- Genre: Drama; Comedy;
- Created by: Miranda Tapsell Joshua Tyler
- Based on: Top End Wedding by Miranda Tapsell Joshua Tyler
- Written by: Miranda Tapsell Joshua Tyler
- Directed by: Christiaan Van Vuuren; Shari Sebbens;
- Starring: Miranda Tapsell; Gwilym Lee;
- Country of origin: Australia
- Original language: English
- No. of seasons: 1
- No. of episodes: 8

Production
- Executive producers: Miranda Tapsell; Joshua Tyler; Rosemary Blight;
- Production company: Goalpost Pictures

Original release
- Network: Prime Video
- Release: 12 September 2025

= Top End Bub =

Australian television series

Top End Bub is an Australian comedy drama television series created by Miranda Tapsell and Joshua Tyler. It was released on Prime Video on 12 September 2025. An eight-part series, it is a sequel to the 2019 film Top End Wedding, with Miranda Tapsell and Gwilym Lee reprising their roles.

==Premise==
Lauren and Ned are living their best life in the city, which is tragically interrupted when Lauren’s sister Ronelle dies in a car crash in the Top End. Rushing back to Darwin, Lauren and Ned are thrown into the chaos of Top End life with Lauren’s parents, Daffy and Trevor, and confronted with another curveball when they unexpectedly become the guardians of Ronelle’s lively and cheeky young daughter, Taya.

==Cast==
- Miranda Tapsell as Lauren Ford Pelton
- Gwilym Lee as Ned Pelton
- Ursula Yovich as Daffy Ford
- Huw Higginson as Trevor Ford
- Elaine Crombie as Dana
- Tracy Mann as Annie Pelton
- Rob Collins as Jarad
- Guy Simon as Leroy
- Clarence Ryan as Cowboy
- Gladys-May Kelly as Taya ('Bub')
- Brooke Satchwell

==Episodes==

| No. | Title | Directed by | Written by | Original release date |
|---|---|---|---|---|
| 1 | "Sisters" | Christiaan van Vuuren & Shari Sebbens | Joshua Tyler & Miranda Tapsell | 12 September 2025 |
| 2 | "Queen Taya" | Christiaan van Vuuren | Joshua Tyler & Miranda Tapsell | 12 September 2025 |
| 3 | "It’s Mango, It’s Ice-Cream" | Christiaan van Vuuren | Joshua Tyler & Miranda Tapsell | 12 September 2025 |
| 4 | "Best Birthday Ever?" | Christiaan van Vuuren | Joshua Tyler & Miranda Tapsell | 12 September 2025 |
| 5 | "Aunty Coming Through!" | Shari Sebbens | Adrian Russell Wills | 12 September 2025 |
| 6 | "Freedom Cheese" | Shari Sebbens | Julia Moriarty | 12 September 2025 |
| 7 | "What Winning Feels Like" | Shari Sebbens | Marissa Behrendt | 12 September 2025 |
| 8 | "Cyclone Lauren" | Christiaan van Vuuren | Joshua Tyler & Miranda Tapsell | 12 September 2025 |

==Production==

In April 2024, an eight-part sequel series was announced, titled Top End Bub, with Tapsell and Lee returning as series leads. The series is created, executive produced, and written by Joshua Tyler and Tapsell and produced by Goalpost Pictures. It was filmed in The Northern Territory and Adelaide and is directed by Christiaan Van Vuuren and Shari Sebbens.

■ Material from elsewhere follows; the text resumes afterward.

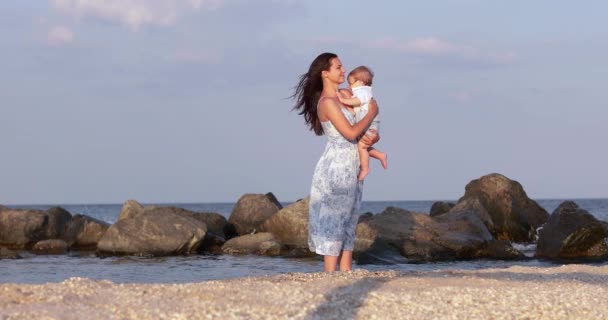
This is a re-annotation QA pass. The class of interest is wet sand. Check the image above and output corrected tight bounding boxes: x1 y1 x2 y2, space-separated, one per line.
0 265 608 319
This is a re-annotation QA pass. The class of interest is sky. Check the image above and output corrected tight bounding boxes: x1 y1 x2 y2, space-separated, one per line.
0 0 608 204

Other returning cast members include Ursula Yovich, Huw Higginson, Elaine Crombie, and Tracy Mann. Joining them are Rob Collins, Brooke Satchwell, Guy Simon, Clarence Ryan, and, making her acting debut as Taya ("Bub"), is Gladys-May Kelly.

The series premiered on Prime Video in Australia and New Zealand on 12 September 2025, and will be distributed internationally by ZDF Studios.

==Critical reception==

David Knox of TV Tonight rate it 4 out of 5 stars calling it “a breath of fresh air” along with “modern, heartwarming and deadly”. Stephen A Russell, writer for Screen Hub, gave the series the same star rating saying it is “Sassy family fun” but also “cheesy in a good way”. Tara Watson, writer for Mamamia,
called it “delightful” but also said “Along with all the sugary rom-com feels, the series offers a tender exploration of Aboriginal and Torres Strait Islander culture, and the bonds that help us heal through periods of grief.”